When we make the choice to become more positive people, dealing with our friends and loved ones who are negatively minded can be tricky. On the one hand, we want to be supportive of them because we care. On the other hand, we don’t want our energy to get dragged down to a lower vibrational frequency.
Unfortunately, in today’s world most people have the expectation that in order to be a good person, you must commiserate when a friend or loved one is experiencing problems. You are usually expected to be a listening ear and a shoulder to cry.
Focusing on other people’s problems, however, can often be more harmful than helpful. If we allow ourselves to get wrapped up in the negativity, we only amplify the problem for the other person, and drag down our personal vibration at the same time.
So, how can we be supportive of others without getting sucked into the drama? Here are a few guidelines on how to “be there” for people in a positive way without compromising your vibrational energy:
1. Don’t preach: Negative people do not like to be told that they are being negative. Judging another person for their negativity is the quickest way to get them to shut down any of your positive suggestions.
When attempting to help a friend or relative think more positively about their situation, it’s best to be sensitive and subtle in your approach.
2. Point out the good in them: It is fairly common for negative people to suffer from poor self-esteem. Chances are, many of your negative friends and loved ones treat themselves just as badly as they treat others.
One of the best things that you can do for someone who is negative due to poor self-esteem is periodically point out the things you appreciate about them.
Tell them how much you loved the thoughtful gift they gave you, or how you’re grateful that you can depend on them for help when you need it. Compliment them on their new hairstyle. Give them a hug when they do something nice.

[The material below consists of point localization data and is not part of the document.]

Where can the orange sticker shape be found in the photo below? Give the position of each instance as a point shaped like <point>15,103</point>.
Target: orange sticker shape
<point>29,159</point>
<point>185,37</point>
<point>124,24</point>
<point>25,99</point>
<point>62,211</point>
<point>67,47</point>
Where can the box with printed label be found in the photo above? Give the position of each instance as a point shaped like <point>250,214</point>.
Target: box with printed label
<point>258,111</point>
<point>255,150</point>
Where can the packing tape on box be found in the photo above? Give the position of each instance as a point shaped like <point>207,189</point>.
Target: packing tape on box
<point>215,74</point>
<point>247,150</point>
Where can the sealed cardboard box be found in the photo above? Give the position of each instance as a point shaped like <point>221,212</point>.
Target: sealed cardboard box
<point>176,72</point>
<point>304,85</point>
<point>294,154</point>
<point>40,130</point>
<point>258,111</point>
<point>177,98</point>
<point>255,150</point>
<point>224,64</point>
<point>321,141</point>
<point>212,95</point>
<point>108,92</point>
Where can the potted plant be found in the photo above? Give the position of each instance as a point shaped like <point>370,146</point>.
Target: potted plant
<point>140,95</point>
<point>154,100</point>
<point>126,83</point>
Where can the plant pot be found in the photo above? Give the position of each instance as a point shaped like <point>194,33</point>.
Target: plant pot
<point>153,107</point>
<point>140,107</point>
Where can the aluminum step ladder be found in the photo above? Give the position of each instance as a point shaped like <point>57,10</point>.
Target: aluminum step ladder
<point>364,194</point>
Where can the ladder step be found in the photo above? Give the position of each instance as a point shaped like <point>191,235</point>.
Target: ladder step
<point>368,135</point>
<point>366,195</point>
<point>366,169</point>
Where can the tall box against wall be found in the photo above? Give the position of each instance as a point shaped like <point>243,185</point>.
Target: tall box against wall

Pointing out and appreciating the good in people will give them a quick lift and also give them a reason to feel a little better about themselves going forward. It’s a great way to “be there” for someone in a positive, uplifting way.
3. Direct the conversation: If you have a friend or loved one who loves to gossip or complain, take it upon yourself to start up friendly conversations. Bring up something good that has happened, or something funny that you heard recently. Do your part to keep the conversation light and uplifting whenever you can.
4. Find a silver lining: If you’re like most of us, you probably have a few people in your life who like to share their problems with you. So, when they do, put a positive spin on the issues! As long as you are empathetic and nonjudgmental in your approach, you will have good results.
For example, if a coworker approaches you to complain about another person in the office, you could listen (without judgement) and then say something like this:
“Yeah, I hear what you’re saying. I’m sure lots of people would be upset with that. But maybe she didn’t mean to hurt your feelings. She’s been so helpful and nice in the past, so it’s possible that she actually thought she was helping you out.”
Play devil’s advocate, but in a gentle and understanding way. People will be more likely to change their tunes if you can (respectfully) identify a silver lining.
5. Be your best self: The more positive you can be, the less negativity you will attract. This means that if you are resonating at a high vibration, the people in your life will start to stay away from you when they are feeling negative and they will seek you out when they are feeling positive.
It’s always good to remember that when we are attracting a lot of negativity, we have to look inside of ourselves to adjust our frequencies as well! Make your vibration priority number one, and drama will start to filter itself out of your life automatically.
When all’s said and done, just because we want to become more positive people doesn’t mean that we want to cut out all of the people in our lives who aren’t making the same choice. Fortunately, we don’t have to. By consciously modifying our social interactions, we can help bring out the best in others (and ourselves!) and keep moving onward and upward.
Through resolving to stay empathetic and loving while at the same time pointing out the positives, we can help gently guide our friends and loved ones away from negativity and drama. “Be there” by for others by being positive. It’s the only way you can really support someone you care about.